2. Get to the point when you speak.
3. Expect something from them.
4. Teach to the students who are interested in learning.
5. At all levels, do not overestimate the attention span of your audience.
6. Do not be afraid to be idiosyncratic, provided you adhere strictly to #2.
. . .
Doesn’t Bryan Caplan have a post on this? Here is John Baez on how to teach. Peoples, what can you recommend from the literature?
If you are like most first time teachers the key is to show up and start talking. I’d like to say that your students are as afraid of you as you are of them but that’s not even close to being true. You are terrified. They are out for blood. That’s just the reality.
Once, you get passed that: enthusiasm, enthusiasm, enthusiasm. No matter what you are saying your effectiveness will be primarily determined by how much you love saying it.
If you think you are ready for the big time then I would offer this
1) Preferably the class as a whole and certainly every lesson should have an arc. Mine usually go like this: There is some mystery about the world. Obvious answers fail. This one succeeds.
2) Jokes work well but preferably when they are well rehearsed and they come straight out of the flow. If you have to stop and say, “here is a joke” you are already in the second tier.
3) Contra most folks, I love Powe Point. However, at its best, the slide comes after its been explained or motivated. So that you are talking, building to a more and more technical point and then boom you tap next and it becomes clear.

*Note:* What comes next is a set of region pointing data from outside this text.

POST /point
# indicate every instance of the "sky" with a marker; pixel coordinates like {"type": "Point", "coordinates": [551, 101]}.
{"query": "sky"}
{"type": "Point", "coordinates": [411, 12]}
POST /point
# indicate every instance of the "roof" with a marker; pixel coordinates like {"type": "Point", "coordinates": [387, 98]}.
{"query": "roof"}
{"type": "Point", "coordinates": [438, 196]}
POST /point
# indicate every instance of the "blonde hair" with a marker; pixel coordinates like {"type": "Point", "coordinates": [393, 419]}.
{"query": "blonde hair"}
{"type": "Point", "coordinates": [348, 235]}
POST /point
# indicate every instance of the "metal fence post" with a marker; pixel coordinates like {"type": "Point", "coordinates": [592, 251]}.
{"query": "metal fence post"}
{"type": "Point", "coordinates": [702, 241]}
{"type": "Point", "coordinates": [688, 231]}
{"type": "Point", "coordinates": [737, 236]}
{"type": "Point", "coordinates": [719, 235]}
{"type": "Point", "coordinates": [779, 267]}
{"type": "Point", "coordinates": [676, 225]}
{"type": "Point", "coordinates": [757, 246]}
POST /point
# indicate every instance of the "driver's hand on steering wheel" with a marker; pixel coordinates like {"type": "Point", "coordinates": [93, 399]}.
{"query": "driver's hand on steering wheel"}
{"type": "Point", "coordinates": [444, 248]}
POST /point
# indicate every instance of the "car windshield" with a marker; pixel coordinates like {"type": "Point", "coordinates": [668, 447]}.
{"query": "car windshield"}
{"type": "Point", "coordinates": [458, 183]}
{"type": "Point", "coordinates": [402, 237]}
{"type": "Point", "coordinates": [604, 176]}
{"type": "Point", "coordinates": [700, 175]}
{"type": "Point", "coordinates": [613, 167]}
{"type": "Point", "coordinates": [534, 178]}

4) Callbacks. They are damn hard, but worth it if you can nail it. I nailed a whole semester callback once and got a standing ovation.
The idea is that you motivate something as a quasi-interesting side point or strange technique obsessed about by odd people and then later it becomes the answer to some huge mystery. The big callback I nailed had to do with Hotelling’s Rule, but that’s all I’ll say on online.
4b) I have never figure out how to execute it but I heard a professor once give a lecture that started with an anecdote and then the entire lecture was told within the anecdote. However, after probably 5 minutes or so you had forgotten that this was an anecdote. Then he closed the lecture by finishing the anecdote. It was a work of art and needless to say I remember to this day exactly what that lecture was about.
Lastly, lots of folks say they expect economics to be boring or have had economics classes that were boring. I am sure that when I have been off my game I have bored a few students, but as a general matter this is baffling to me.
There is literally nothing that you have ever cared about or ever will care about that is not impacted by what you learn in this class. I sometimes tell introductory students that they will never experience anything as important or as profound as what I am about to tell them and I am dead serious. How could they?
This is the science of choice. Life is choices. Everything else is supplementary material.